Joe Smart
Joe Smart

Reputation: 763

Removing the second line from a text file

I have read a few questions that are similar to this, but all are either removing the first or last line or are removing a line that matches (or doesn't match) a specified string.

What I want to do is to remove the 2nd line in a text file and then move everything up by one line rather than filling the 2nd line with whitespace.

Eg. line 3 becomes line 2, line 4 becomes line 3 etc.

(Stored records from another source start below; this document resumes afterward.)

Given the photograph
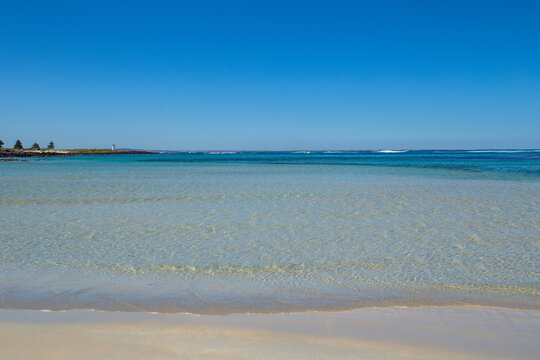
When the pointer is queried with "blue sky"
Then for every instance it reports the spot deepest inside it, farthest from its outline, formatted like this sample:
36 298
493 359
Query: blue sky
273 75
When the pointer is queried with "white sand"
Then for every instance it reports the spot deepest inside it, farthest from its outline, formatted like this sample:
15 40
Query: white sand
403 333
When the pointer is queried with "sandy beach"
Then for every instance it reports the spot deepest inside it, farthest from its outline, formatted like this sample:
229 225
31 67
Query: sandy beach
372 333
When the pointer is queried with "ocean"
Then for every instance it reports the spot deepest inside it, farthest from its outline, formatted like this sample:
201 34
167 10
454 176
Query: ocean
264 232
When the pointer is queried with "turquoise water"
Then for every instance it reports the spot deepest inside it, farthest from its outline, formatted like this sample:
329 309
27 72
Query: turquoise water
271 232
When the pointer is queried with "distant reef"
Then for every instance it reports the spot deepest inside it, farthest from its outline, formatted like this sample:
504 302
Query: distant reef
16 153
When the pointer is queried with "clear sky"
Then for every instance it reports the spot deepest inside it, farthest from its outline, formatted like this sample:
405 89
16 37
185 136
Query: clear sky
259 75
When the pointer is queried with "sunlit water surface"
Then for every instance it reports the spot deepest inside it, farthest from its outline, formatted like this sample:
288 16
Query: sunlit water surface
269 232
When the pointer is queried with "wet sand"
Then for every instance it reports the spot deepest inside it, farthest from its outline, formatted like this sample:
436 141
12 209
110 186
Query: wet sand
373 333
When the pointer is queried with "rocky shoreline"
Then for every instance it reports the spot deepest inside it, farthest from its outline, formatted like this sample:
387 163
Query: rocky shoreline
12 153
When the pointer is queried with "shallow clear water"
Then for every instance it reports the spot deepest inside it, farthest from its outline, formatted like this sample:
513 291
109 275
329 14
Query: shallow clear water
265 232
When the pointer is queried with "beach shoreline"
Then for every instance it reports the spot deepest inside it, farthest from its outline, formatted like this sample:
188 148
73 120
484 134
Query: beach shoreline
14 153
465 332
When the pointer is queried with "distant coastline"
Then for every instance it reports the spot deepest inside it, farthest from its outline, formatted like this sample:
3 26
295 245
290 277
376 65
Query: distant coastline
24 153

for example, if my input was:

1
2
3
4
5

I would want the output to be:

1
3
4
5

I can't just specify to delete a line if it matches a string as the 2nd line changes daily based on the date.

I have started off using

with open('file.txt', 'r') as f:
    lines = f.readlines()
    f.write(lines)

But I can't work out how to change that to skip the 2nd line.

Context:

This is for generating a rota for my team at work. The first line is a header and the 2nd line is the most recent date. Which means that at midnight every night the 2nd line becomes yesterday, at that point I need to remove that line and add a new line at the end, but that part is easier.

Upvotes: 1

Views: 3499

Answers (2)

open source guy
open source guy

Reputation: 2787

ff = open("messi.txt",'w')
with open('d.txt', 'r') as f:
    lines = f.readlines()
    lines.pop(1)
    ff.writelines(lines)

Upvotes: 0

Germano
Germano

Reputation: 2482

You have to read the file and then rewrite it with the lines you want. For example:

lines = []

with open('file.txt', 'r') as f:
    lines = f.readlines()

with open('file.txt', 'w') as f:
    f.writelines(lines[:1] + lines[2:]) # This will skip the second line

This is a viable approach as long as you deal with small files. Otherwise you'd better read from one file and write to another one.